Verschwimmende Konturen im Farbnebel

Der Tischlermeister Udo Knake experimentiert gerne mit Farben und Materialien für den Möbelbau in seiner Tischlerei. Besonderen Wert legt er dabei auf Nachhaltigkeit. Für sein neuestes Projekt verwendet er Lackreste aus Farbnebeln – dem sogenannten Overspray – um damit Möbel zu gestalten, von denen jedes ein Unikat ist. Die subtilen Farbbilder, die auf den feinen Hölzern für einen leicht verschwommenen Effekt sorgen, verwendet er besonders gerne für Schränke und Tische, die sogar als Wandbilder funktionieren.
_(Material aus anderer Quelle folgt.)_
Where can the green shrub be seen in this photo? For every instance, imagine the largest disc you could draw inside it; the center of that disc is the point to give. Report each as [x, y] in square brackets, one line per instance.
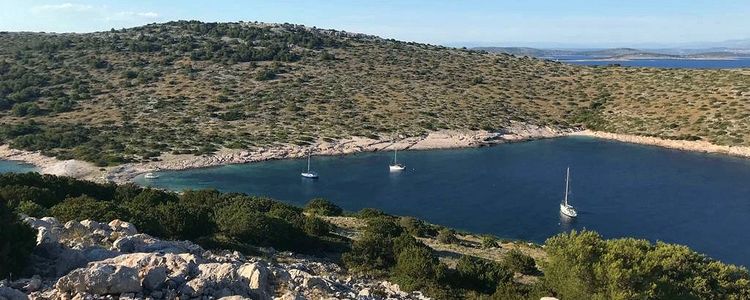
[322, 207]
[582, 265]
[241, 222]
[316, 226]
[480, 275]
[489, 242]
[447, 236]
[518, 262]
[13, 195]
[265, 74]
[288, 213]
[368, 213]
[415, 268]
[416, 227]
[85, 207]
[182, 221]
[16, 242]
[373, 253]
[31, 209]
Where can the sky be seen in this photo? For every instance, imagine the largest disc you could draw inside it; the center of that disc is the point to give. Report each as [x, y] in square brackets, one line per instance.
[533, 23]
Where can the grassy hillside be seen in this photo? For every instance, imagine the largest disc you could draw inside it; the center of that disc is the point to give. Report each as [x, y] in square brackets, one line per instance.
[190, 87]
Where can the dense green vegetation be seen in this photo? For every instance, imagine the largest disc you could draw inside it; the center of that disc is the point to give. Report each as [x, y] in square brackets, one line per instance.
[578, 265]
[192, 87]
[213, 219]
[581, 265]
[16, 241]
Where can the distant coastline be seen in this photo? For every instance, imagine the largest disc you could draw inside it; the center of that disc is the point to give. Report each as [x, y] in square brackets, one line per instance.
[447, 139]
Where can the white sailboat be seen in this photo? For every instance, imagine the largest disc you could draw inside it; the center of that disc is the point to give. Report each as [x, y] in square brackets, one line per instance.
[565, 208]
[395, 166]
[309, 173]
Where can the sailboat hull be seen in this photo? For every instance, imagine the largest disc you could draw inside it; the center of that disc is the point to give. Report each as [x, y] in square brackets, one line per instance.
[396, 168]
[568, 210]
Es kann beim Frühlings-Spaziergang in der Natur passieren, unter der Dusche oder mitten im Gespräch mit Freunden: Kreative Prozesse werden oft von unscheinbaren Ereignissen angestoßen. Besonders häufig entstehen zündende Ideen in Momenten der Muße – und genauso oft versickern sie auch wieder. Nicht so bei Udo Knake: Der Tischlermeister aus Herford, der vor allem Küchenmöbel baut, ist das, was man einen Macher nennt. Zuletzt hat er aus Erde, die von seinem eigenen Grund und Boden stammt, ökologische Farben selbst entwickelt – und bereits erfolgreich für seine Möbel verwendet.

Bilder von traumartiger Qualität
Ein Film, den sich der Familienvater im vergangenen Winter ansah, gab den entscheidenden Impuls für sein neuestes Projekt: Der Film „Werk ohne Autor“ von Florian Henckel von Donnersmarck ist an die Biographie des berühmten Malers Gerhard Richter angelehnt. Bekannt geworden ist der heute in Köln lebende Künstler mit Bildern, die er von Familienfotos abgemalt und verfremdet hat, sodass die Konturen verschwimmen – was seinen Bildern eine traumartige Qualität verleiht. Verwischte, unscharfe Konturen prägen auch viele seiner abstrakten Werke, die der 1932 geborene Künstler in seinen späteren Jahren angefertigt hat.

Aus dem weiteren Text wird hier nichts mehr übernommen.